Former Saddlebrook Resort adult tennis director Howard Moore is now teaching and overseeing tennis operations at the impressive Sarah Vande Berg Tennis & Wellness Center in Zephyrhills, FL. Known at Saddlebrook for his extraordinary people skills, he is capitalizing on the club's extensive amenities to enhance the usual tennis getaway with a variety of supplemental options, including salt or cryotherapy, padel, horseback riding, and skydiving. Some meals at the club are included; however, players are on their own for lodging.

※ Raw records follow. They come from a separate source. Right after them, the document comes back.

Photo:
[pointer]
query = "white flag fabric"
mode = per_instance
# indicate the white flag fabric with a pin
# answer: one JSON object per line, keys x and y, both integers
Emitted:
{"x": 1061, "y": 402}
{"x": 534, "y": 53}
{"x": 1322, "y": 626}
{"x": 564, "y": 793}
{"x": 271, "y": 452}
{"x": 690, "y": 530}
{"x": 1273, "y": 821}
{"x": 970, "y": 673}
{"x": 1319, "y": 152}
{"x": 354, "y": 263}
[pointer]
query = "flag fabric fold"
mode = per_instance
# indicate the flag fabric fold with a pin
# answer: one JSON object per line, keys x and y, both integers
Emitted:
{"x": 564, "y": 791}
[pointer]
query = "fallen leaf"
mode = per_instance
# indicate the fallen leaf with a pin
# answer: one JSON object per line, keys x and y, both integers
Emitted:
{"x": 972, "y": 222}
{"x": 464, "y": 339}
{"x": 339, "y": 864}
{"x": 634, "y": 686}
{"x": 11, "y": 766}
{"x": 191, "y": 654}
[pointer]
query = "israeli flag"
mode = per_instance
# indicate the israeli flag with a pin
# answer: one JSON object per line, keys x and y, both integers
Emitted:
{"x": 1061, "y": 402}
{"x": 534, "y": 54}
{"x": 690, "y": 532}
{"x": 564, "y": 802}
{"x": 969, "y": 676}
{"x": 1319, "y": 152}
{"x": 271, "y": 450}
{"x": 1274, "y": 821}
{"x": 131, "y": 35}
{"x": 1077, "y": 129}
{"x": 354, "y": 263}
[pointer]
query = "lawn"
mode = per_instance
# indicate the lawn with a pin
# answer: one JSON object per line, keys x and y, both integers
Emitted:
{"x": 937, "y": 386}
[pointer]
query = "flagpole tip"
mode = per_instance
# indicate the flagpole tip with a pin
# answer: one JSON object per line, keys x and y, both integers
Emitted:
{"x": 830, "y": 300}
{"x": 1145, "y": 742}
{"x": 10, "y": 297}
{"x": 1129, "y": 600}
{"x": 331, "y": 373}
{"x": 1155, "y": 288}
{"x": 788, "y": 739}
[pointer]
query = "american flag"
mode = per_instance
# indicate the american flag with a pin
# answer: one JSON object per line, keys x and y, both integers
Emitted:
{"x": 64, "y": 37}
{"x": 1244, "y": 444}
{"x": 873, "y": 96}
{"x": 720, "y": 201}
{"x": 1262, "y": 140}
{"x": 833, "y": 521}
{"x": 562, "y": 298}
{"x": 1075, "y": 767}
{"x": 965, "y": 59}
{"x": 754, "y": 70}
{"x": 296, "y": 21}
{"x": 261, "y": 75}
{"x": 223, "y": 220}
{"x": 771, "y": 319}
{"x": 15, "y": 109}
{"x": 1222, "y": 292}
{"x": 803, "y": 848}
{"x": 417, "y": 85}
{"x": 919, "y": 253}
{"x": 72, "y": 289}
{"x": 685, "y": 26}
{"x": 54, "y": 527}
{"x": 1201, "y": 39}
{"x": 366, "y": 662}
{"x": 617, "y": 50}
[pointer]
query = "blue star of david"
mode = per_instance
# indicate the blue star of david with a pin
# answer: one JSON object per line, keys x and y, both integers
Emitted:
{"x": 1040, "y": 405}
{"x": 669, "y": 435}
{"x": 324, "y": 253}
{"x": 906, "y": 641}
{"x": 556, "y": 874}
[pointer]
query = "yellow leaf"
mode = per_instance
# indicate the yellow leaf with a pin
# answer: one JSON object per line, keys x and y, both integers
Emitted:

Job de Boer, the face of Sea Pines Racquet Club's tennis for decades, has retired, and Patrick O'Keefe, a former student and instructor at the Smith Stearns Tennis Academy, has taken over his position. … Wintergreen Resort in Virginia has a new tennis director, Steve Campbell. He hs 30-plus years of coaching experience at clubs and resorts. Early on he worked for Vic Braden at Coto de Casa in California and later ran the programs at Kapalua Tennis Garden on Maui in Hawaii. He's joined by his wife, Colleen Patton Campbell, a former touring pro whose championships included the Israel Open, Athens Open, and Caifornia's long-running Ojai Open. To that she adds 30 years of teaching and coaching experience. … Sundial Beach Resort & Spa on Florida's Sanibel Island continues its dual pursuit of tennis and pickleball under Josh Jeffcott, who is certified in both. … Curtain Bluff, an all-inclusive resort on the Caribbean island of Antigua has reopened following extensive renovations. Its four tennis courts, one of the resort's principal amenities, have a long history of generating tennis enthusiasm. … The Buccaneer on St. Croix in the U.S. Virgin Islands has a new tennis manager, Dean Minagami, who is keeping up the resort's tradition of putting together games and events that mix guests with locals.